LOCAL ACT ‌ Self-Justification 

Bring Out Your Dead explain their story

click to enlarge Local quartet Bring Out Your Dead: actually lively stuff! - LESLIE MCKELLAR
  • Leslie McKellar
  • Local quartet Bring Out Your Dead: actually lively stuff!

Bring Out Your Dead
Wed. April 4 / Fri. April 6
8 p.m. / 9 p.m.
Free
Cisco's Cafe / Checkered Flag Bar & Grill
1114 Sam Rittenberg Blvd. / 2366 Ashley River Road
571-6441 / 225-5322
www.myspace.com/boydband

Mike: Hey man, I'd like to write something for your weekly paper!

Ballard: Oh, yeah? Why don't you start with a self-interview of your new band?

Getting publicity for a band is never easy unless you're the sort of group that causes destruction of property, inciting of riots, or unnatural acts with barnyard animals. Seeing as my band, Bring Out Your Dead, (B.O.Y.D for short) falls into none of these categories, I decided it was only right and proper to take my case to City Paper music editor Ballard Lesemann and make a pitch for a feature about what makes us different. Over several pints of ale at the neighborhood bar, he came up with the idea of me interviewing my own band and writing the article myself. I agreed.

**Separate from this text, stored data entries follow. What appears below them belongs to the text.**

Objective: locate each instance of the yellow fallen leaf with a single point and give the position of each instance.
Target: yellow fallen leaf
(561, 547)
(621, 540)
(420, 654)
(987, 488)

It seemed like a great idea at the time, but now that I'm setting fingers to keyboard I'm feeling the desire for a bottle of tequila to stave away the nagging fear of abject pretentiousness. On the other hand, I suppose if you want something done right...

I'm the drummer and one of the singers for B.O.Y.D. -- and an unashamed "Yankee" hailing from Baltimore. I have been playing drums in various bands since before I reached the age of consent. I moved to the Charleston area a couple years ago to be with my beautiful wife, and have been playing in B.O.Y.D. for about seven months.

This week, I attempted to forget that I was an official band member and interviewed a couple of my bandmates about why people should want to leave their comfortable homes in the evening and come out and see us.

"At some point in the evening you get to see all of us take the lead," says singer/guitarist and songwriter Cecilla Brown. "We add some spice that you just don't get to see at any old show in Charleston. Whether it's a bad-ass violin solo in an original rock song or some four-part a cappella harmony that will take your breath for a moment."

As someone who couldn't write a song to escape a ripped, wet, paper bag, I appreciate the fact that we have three diverse songwriters in the group. Sherri Harrison, our resident songwriter/electric violinist/keyboardist/singer, has already contributed to our growing list of original material with her soul-gripping song, "Forgiven." I'd heard a scratch track of it, with her on guitar and vocals, and I immediately knew how the drums should sound. I can only hint that it sounds like an evil Fleetwood Mac, but somehow that doesn't do it justice.

Bassist, singer, and songwriter Erin Johns has contributed several originals as well as a few covers that have been "Erinized" for maximum funkiness. "One of them is called 'The Gallows,' and it's about the term 'nice,' and when you're a nice person, or a kind person, how that tends to be misconstrued as 'doormat.' And that sucks. And it's about having a shit-ton of love to give and not being able to express it in a way that people will actually get it."

When asked what defined us as a band, Cecilla put it well: "We are four folks who love and are passionate about music," she says. "We have no delusions about being 'discovered' while playing at Cisco's on a Wednesday night. We just want people to have a good time. We aren't a 'get-drunk-and-raise-hell-and-oh-yeah-we'll-try-to-play-music-too' band; we don't even drink while we play. The crowd and the music are definitely our focus. Please don't misunderstand, there is a lot of drinking and even more raising hell, but we are just the entertainment."